Abstract

Education researchers have explored the marketisation of schools resulting from neoliberal education policy, but little attention has been paid to supplementary education markets. Supplementary education services, such as private tuition, are delivered outside of school but designed to improve performance within it. A small body of research demonstrates that the private tuition market in the UK and the USA is burgeoning, and that students’ access to this service is differentiated by region, class and ethnicity. These emerging demand‐side analyses are vital, but they cannot tell us about the educational entrepreneurship that shapes the supply of private tutoring services. This article addresses this lacuna through a discourse analysis of manuals, published as part of the developing tutoring support industry, that are designed to guide would‐be entrepreneurs through the establishment of a private tuition business.

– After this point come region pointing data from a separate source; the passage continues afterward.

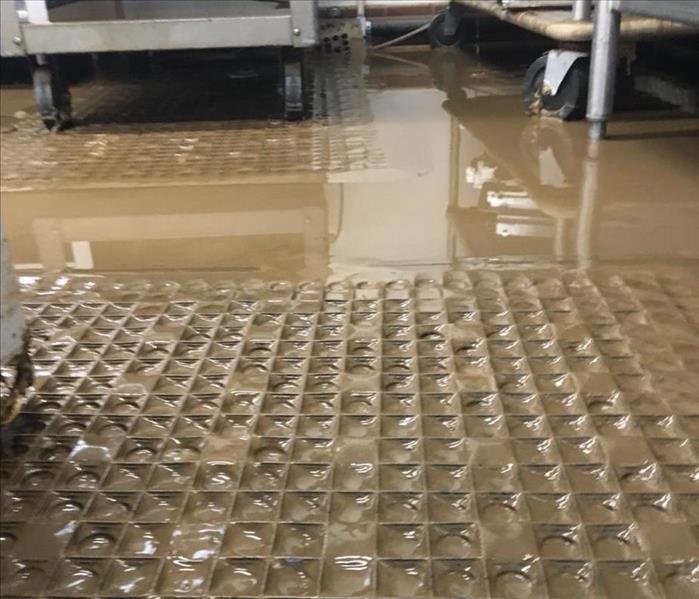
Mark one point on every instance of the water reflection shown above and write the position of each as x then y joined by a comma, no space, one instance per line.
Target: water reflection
466,175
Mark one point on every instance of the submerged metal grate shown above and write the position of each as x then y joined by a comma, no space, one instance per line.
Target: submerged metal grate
493,434
137,133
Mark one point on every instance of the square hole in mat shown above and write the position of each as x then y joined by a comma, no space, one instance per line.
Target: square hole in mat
130,577
181,576
248,539
235,577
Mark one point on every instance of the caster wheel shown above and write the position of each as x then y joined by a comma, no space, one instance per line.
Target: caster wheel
52,98
293,87
440,36
570,100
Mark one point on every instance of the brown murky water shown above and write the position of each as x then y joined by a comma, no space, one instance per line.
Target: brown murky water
430,347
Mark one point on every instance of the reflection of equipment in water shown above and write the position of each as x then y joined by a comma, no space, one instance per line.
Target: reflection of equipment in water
16,375
526,176
43,31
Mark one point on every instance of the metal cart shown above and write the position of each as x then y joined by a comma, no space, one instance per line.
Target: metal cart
41,29
556,83
605,49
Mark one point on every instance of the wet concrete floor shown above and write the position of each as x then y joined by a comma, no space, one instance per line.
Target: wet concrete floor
445,351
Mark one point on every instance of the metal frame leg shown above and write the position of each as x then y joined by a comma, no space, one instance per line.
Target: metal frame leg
582,10
603,63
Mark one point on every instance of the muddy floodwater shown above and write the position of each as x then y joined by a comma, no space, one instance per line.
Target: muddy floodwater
416,345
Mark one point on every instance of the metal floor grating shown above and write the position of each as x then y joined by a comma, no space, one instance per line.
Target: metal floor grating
492,434
137,133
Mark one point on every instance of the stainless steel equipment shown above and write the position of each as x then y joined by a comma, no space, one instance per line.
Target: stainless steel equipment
42,28
556,83
605,49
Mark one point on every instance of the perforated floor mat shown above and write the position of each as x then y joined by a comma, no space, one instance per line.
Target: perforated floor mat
493,434
132,133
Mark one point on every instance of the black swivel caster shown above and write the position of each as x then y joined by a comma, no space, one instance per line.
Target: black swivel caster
293,85
569,101
52,97
447,29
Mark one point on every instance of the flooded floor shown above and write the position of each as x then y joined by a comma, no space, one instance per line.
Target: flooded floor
417,345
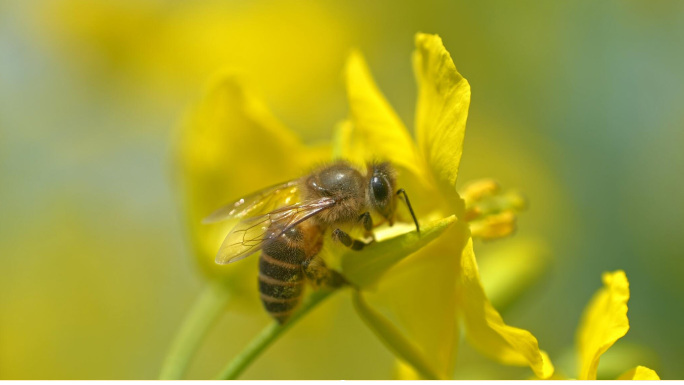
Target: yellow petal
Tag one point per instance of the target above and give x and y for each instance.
(417, 293)
(512, 268)
(228, 146)
(377, 132)
(640, 373)
(442, 109)
(392, 337)
(366, 267)
(604, 322)
(486, 330)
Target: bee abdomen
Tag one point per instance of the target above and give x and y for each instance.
(280, 281)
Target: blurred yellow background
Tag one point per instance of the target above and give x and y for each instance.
(576, 103)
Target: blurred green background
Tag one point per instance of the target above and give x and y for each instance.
(577, 103)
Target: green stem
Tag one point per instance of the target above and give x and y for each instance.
(269, 335)
(206, 310)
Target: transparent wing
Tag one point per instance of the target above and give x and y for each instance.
(262, 201)
(251, 234)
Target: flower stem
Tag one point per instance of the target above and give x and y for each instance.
(205, 311)
(269, 335)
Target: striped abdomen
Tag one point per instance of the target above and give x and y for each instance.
(281, 276)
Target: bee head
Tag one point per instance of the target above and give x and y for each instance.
(381, 189)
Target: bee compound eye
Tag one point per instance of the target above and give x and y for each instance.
(379, 188)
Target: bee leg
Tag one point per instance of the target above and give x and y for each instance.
(348, 241)
(319, 274)
(367, 221)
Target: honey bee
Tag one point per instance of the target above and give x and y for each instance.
(290, 232)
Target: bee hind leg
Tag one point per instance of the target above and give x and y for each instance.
(347, 240)
(319, 274)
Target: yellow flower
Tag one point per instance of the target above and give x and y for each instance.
(230, 145)
(603, 323)
(439, 286)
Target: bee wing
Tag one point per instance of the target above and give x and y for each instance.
(251, 234)
(259, 202)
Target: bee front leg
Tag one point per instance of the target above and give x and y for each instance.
(345, 239)
(319, 274)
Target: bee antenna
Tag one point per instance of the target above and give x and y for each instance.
(408, 203)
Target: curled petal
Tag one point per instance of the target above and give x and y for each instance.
(442, 109)
(640, 373)
(604, 322)
(377, 132)
(486, 330)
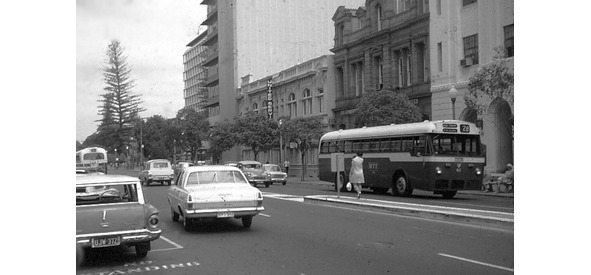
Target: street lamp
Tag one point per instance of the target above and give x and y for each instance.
(280, 142)
(453, 93)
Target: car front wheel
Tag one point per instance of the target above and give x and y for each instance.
(175, 216)
(247, 221)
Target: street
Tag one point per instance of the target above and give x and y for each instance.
(294, 236)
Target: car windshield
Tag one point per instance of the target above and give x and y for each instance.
(252, 166)
(160, 165)
(272, 168)
(105, 194)
(210, 177)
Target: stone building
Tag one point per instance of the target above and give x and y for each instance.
(464, 37)
(259, 38)
(382, 46)
(304, 90)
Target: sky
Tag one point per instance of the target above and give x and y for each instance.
(154, 34)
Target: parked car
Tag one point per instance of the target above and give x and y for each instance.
(111, 211)
(255, 173)
(158, 170)
(181, 165)
(213, 192)
(277, 176)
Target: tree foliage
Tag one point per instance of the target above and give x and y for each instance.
(386, 107)
(222, 138)
(257, 132)
(490, 82)
(194, 129)
(306, 133)
(118, 107)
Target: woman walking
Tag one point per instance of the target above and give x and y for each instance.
(356, 174)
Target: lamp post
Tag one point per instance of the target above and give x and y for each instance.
(453, 93)
(127, 156)
(280, 142)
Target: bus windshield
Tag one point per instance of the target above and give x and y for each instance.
(445, 144)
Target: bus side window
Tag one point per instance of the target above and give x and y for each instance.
(348, 146)
(396, 145)
(385, 145)
(324, 147)
(407, 144)
(374, 145)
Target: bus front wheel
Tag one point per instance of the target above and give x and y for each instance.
(401, 187)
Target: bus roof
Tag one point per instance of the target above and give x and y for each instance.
(441, 126)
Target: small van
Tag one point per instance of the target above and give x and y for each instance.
(157, 170)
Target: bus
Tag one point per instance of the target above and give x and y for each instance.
(440, 156)
(92, 159)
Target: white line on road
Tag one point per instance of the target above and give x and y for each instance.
(476, 262)
(171, 242)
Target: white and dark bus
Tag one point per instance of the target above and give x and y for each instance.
(439, 156)
(92, 159)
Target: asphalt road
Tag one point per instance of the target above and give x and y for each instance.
(295, 237)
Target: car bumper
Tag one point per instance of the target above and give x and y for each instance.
(223, 212)
(127, 237)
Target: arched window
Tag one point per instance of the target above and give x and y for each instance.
(307, 102)
(292, 105)
(255, 107)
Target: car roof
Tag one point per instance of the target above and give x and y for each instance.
(103, 179)
(249, 162)
(158, 160)
(211, 168)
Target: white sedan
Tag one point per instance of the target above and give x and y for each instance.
(213, 192)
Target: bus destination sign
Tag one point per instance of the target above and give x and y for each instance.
(464, 128)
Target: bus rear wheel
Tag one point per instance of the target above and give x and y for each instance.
(449, 194)
(401, 187)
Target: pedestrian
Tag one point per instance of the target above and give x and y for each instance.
(286, 166)
(356, 174)
(507, 178)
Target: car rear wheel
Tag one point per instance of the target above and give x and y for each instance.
(247, 221)
(141, 249)
(175, 216)
(187, 223)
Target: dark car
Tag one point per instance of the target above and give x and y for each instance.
(255, 173)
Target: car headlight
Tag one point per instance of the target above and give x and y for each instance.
(438, 170)
(153, 221)
(478, 171)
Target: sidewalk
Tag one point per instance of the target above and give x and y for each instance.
(314, 180)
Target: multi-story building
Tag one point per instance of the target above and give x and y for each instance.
(194, 75)
(304, 90)
(382, 46)
(465, 35)
(258, 38)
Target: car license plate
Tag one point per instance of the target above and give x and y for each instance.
(106, 241)
(225, 214)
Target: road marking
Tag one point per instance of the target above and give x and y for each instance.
(476, 262)
(283, 197)
(171, 242)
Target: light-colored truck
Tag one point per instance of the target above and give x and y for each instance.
(159, 170)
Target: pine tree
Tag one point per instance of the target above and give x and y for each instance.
(119, 106)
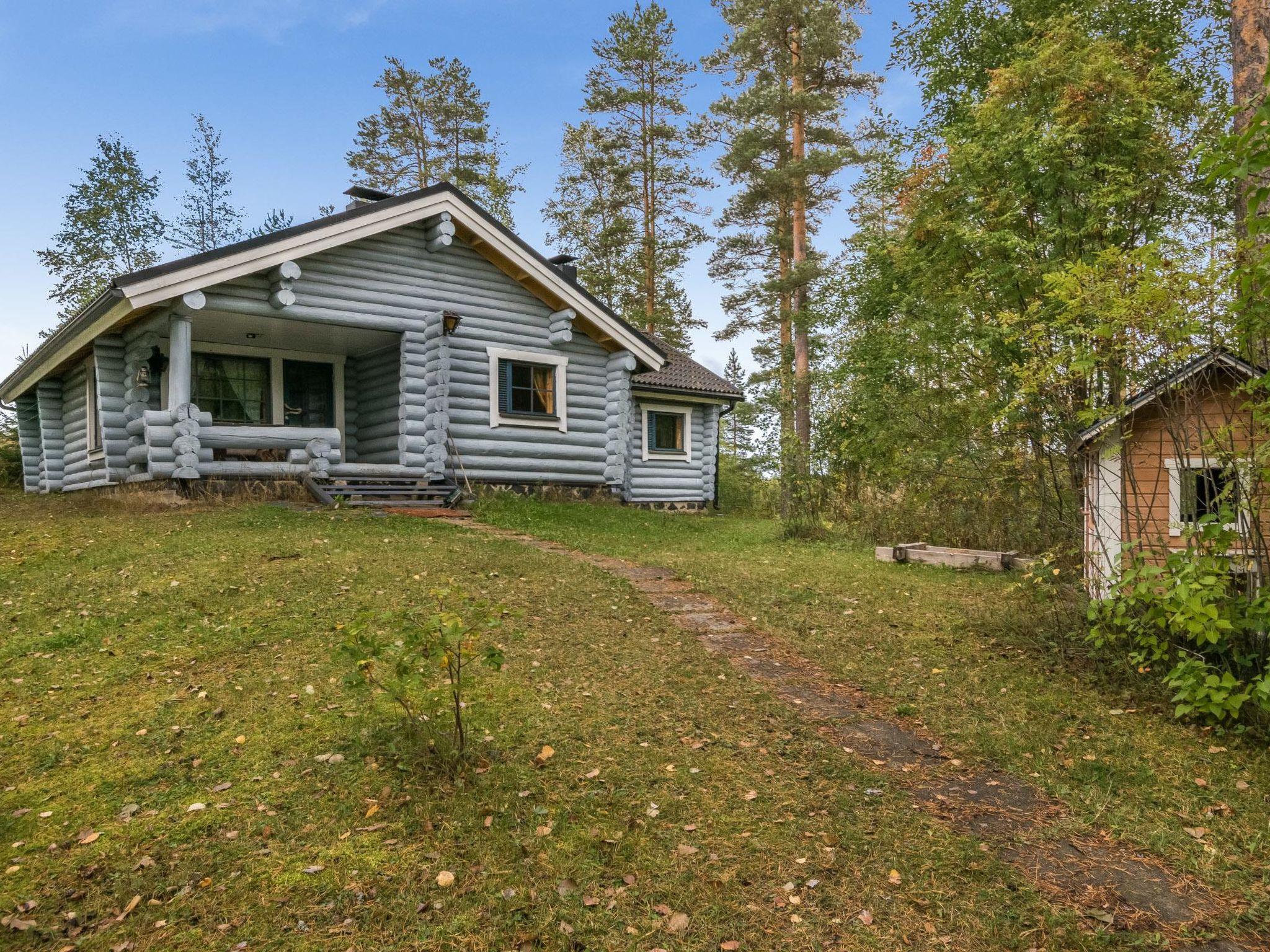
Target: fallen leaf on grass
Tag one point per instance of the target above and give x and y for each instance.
(676, 923)
(133, 904)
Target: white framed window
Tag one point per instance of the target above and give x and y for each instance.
(1201, 487)
(527, 389)
(310, 399)
(666, 433)
(92, 413)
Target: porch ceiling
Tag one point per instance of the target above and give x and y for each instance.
(282, 334)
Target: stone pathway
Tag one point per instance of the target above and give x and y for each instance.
(1108, 881)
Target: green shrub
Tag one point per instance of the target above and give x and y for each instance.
(430, 654)
(1196, 621)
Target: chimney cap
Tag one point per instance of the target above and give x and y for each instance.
(365, 193)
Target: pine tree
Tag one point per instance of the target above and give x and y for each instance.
(591, 216)
(207, 220)
(735, 438)
(793, 70)
(110, 227)
(636, 93)
(433, 128)
(276, 220)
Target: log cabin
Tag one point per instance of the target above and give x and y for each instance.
(412, 339)
(1178, 451)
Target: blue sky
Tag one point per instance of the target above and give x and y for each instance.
(286, 82)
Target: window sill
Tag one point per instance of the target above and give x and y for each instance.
(506, 415)
(546, 423)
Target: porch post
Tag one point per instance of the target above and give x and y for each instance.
(179, 337)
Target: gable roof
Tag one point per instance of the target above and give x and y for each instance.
(128, 294)
(1217, 357)
(682, 374)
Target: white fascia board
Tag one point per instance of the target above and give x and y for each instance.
(202, 276)
(43, 363)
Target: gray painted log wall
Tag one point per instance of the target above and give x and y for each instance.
(109, 356)
(404, 404)
(393, 282)
(667, 480)
(378, 407)
(29, 441)
(52, 437)
(352, 377)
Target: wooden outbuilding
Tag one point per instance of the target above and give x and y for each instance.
(1178, 451)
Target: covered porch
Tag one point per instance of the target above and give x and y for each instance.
(213, 392)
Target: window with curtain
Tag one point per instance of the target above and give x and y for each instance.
(526, 389)
(231, 389)
(665, 432)
(1206, 490)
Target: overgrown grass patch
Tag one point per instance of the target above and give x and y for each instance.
(151, 658)
(915, 637)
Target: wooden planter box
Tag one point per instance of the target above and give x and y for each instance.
(957, 558)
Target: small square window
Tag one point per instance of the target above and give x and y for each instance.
(1206, 490)
(526, 389)
(666, 432)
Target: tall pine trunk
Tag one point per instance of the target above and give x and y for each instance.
(788, 438)
(1250, 32)
(798, 235)
(1250, 42)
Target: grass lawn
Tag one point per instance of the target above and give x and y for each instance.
(154, 659)
(916, 637)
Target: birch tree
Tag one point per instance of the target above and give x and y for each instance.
(110, 227)
(207, 220)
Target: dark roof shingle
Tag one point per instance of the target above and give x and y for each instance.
(681, 372)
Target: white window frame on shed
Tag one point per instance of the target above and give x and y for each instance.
(1175, 467)
(92, 413)
(660, 455)
(561, 421)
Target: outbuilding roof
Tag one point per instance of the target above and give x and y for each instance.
(682, 374)
(1219, 357)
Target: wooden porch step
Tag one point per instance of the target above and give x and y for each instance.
(381, 491)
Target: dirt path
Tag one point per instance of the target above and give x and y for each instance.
(1108, 881)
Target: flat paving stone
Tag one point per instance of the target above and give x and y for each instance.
(713, 621)
(682, 603)
(1094, 868)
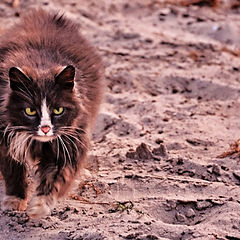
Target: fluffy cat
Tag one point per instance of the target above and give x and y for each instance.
(51, 82)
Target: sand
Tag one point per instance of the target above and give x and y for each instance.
(171, 108)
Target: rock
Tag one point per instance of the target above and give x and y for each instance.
(216, 170)
(236, 174)
(190, 213)
(160, 151)
(180, 217)
(142, 152)
(202, 205)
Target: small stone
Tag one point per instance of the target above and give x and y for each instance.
(180, 217)
(171, 204)
(190, 213)
(160, 151)
(236, 174)
(201, 205)
(216, 169)
(116, 89)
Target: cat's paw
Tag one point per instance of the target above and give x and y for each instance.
(39, 207)
(13, 203)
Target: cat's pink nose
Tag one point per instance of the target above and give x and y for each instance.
(45, 129)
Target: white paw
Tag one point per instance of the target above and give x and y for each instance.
(39, 206)
(14, 203)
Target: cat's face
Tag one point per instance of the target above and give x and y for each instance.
(42, 108)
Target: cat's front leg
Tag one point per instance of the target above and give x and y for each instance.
(14, 174)
(53, 185)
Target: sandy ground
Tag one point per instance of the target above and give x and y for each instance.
(171, 107)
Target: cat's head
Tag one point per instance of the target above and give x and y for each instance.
(42, 107)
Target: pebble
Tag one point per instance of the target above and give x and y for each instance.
(190, 213)
(216, 169)
(236, 174)
(201, 205)
(180, 217)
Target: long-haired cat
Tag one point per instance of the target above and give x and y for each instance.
(51, 82)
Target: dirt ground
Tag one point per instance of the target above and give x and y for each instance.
(171, 108)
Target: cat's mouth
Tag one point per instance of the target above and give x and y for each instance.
(44, 138)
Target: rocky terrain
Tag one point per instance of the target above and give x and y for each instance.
(161, 165)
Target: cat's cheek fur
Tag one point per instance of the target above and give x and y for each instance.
(13, 203)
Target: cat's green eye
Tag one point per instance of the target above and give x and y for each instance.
(30, 111)
(58, 111)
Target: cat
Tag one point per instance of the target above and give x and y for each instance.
(51, 86)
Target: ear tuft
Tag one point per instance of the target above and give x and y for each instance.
(66, 78)
(18, 80)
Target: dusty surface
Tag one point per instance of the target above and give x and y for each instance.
(172, 106)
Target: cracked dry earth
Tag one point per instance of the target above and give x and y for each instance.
(171, 108)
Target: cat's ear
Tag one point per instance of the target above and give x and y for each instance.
(66, 78)
(18, 80)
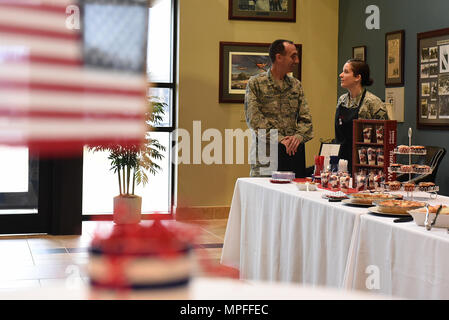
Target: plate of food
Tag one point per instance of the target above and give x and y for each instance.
(335, 196)
(419, 215)
(397, 207)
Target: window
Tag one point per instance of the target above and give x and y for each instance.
(99, 184)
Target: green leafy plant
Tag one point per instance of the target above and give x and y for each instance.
(132, 163)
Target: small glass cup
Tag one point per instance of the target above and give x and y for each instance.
(334, 181)
(325, 178)
(361, 182)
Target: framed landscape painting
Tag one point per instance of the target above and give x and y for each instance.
(267, 10)
(239, 61)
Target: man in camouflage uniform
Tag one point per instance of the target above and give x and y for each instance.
(275, 100)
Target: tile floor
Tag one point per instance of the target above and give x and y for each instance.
(36, 261)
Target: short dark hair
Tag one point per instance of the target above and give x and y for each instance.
(360, 67)
(277, 47)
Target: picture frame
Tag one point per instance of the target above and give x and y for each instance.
(432, 105)
(241, 60)
(394, 58)
(262, 10)
(359, 53)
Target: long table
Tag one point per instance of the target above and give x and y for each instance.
(276, 232)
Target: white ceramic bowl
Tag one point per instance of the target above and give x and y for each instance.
(419, 215)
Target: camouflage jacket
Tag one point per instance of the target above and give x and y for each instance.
(268, 106)
(371, 108)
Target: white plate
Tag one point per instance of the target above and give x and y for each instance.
(419, 216)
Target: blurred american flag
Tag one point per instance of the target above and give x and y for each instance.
(62, 88)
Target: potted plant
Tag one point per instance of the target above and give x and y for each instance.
(132, 163)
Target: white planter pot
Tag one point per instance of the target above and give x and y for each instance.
(127, 209)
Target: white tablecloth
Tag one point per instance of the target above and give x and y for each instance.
(278, 233)
(408, 260)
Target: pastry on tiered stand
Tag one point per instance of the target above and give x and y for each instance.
(409, 186)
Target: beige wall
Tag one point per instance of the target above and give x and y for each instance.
(202, 25)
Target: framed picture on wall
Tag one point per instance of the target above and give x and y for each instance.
(394, 58)
(266, 10)
(241, 60)
(359, 53)
(432, 107)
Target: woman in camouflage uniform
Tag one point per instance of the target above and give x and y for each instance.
(358, 103)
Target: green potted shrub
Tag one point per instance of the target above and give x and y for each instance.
(132, 164)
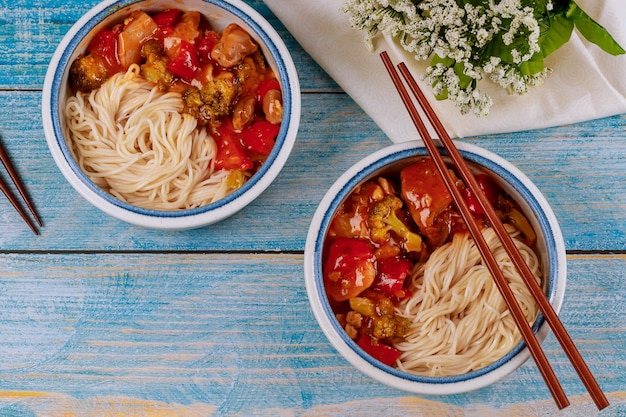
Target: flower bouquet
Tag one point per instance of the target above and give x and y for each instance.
(468, 41)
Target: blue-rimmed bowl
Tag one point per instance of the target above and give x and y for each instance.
(550, 247)
(220, 13)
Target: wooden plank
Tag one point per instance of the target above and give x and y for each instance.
(221, 332)
(31, 31)
(579, 168)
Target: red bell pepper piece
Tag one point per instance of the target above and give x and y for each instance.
(104, 45)
(350, 268)
(230, 153)
(260, 137)
(185, 64)
(378, 350)
(392, 273)
(205, 45)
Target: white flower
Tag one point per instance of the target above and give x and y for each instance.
(460, 33)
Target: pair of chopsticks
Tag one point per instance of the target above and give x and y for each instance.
(20, 188)
(544, 304)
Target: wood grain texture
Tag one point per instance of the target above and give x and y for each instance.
(225, 331)
(579, 168)
(99, 318)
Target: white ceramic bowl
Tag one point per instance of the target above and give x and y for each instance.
(220, 13)
(550, 245)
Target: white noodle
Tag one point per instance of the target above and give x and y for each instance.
(132, 140)
(459, 320)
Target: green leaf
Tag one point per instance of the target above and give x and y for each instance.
(558, 33)
(593, 31)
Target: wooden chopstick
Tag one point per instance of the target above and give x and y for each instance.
(4, 157)
(545, 306)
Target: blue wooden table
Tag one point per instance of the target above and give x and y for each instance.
(100, 318)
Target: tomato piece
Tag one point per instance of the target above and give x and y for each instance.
(185, 63)
(260, 137)
(230, 153)
(489, 189)
(378, 350)
(392, 273)
(264, 87)
(168, 18)
(350, 268)
(205, 45)
(104, 45)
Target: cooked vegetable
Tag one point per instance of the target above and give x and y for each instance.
(426, 197)
(383, 220)
(350, 268)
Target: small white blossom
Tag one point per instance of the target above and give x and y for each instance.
(459, 32)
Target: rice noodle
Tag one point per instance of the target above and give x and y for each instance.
(132, 141)
(460, 322)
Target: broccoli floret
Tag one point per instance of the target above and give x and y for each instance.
(154, 69)
(384, 219)
(88, 73)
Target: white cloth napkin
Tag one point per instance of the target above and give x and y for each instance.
(586, 83)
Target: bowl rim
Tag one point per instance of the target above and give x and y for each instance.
(178, 219)
(349, 349)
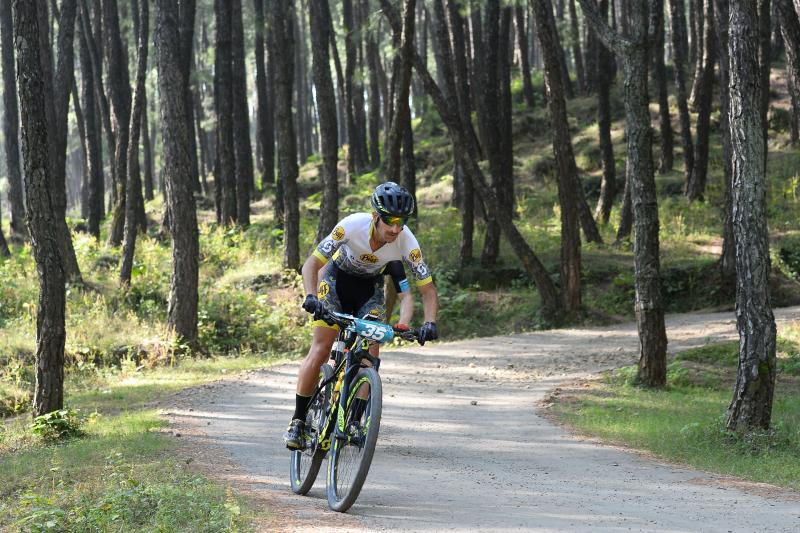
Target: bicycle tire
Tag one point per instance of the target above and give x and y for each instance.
(304, 465)
(344, 484)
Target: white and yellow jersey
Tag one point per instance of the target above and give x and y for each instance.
(348, 245)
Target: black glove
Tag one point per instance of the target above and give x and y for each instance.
(313, 306)
(428, 332)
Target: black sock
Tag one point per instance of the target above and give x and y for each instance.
(301, 407)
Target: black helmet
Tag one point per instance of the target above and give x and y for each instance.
(392, 199)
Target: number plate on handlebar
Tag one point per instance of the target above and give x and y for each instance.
(374, 330)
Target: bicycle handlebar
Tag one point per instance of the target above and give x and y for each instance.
(344, 320)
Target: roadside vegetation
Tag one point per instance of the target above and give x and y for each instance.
(120, 471)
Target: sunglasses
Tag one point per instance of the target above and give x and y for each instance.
(394, 221)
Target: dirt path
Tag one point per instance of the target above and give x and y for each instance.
(462, 448)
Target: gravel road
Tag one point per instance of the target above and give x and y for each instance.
(462, 447)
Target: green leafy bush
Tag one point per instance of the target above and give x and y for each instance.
(58, 425)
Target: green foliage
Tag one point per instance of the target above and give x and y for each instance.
(57, 425)
(117, 478)
(685, 422)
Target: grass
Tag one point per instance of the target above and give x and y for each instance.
(124, 474)
(685, 422)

This analysis excavates manuals’ treatment of: tutors’ motivation to work in the sector and their competence to do so; strategies to be employed in the marketisation of tuition services; and the need to build trust to ensure business legitimation in an unregulated industry. In conclusion, the article sets a new agenda for research into fast‐developing supplementary education markets that explores: (i) the dynamics of this expanding educational workforce of private tutors; (ii) the ways marketisation addresses and augments parental anxiety about children's education; and (iii) the need for safeguarding and quality control in private tuition.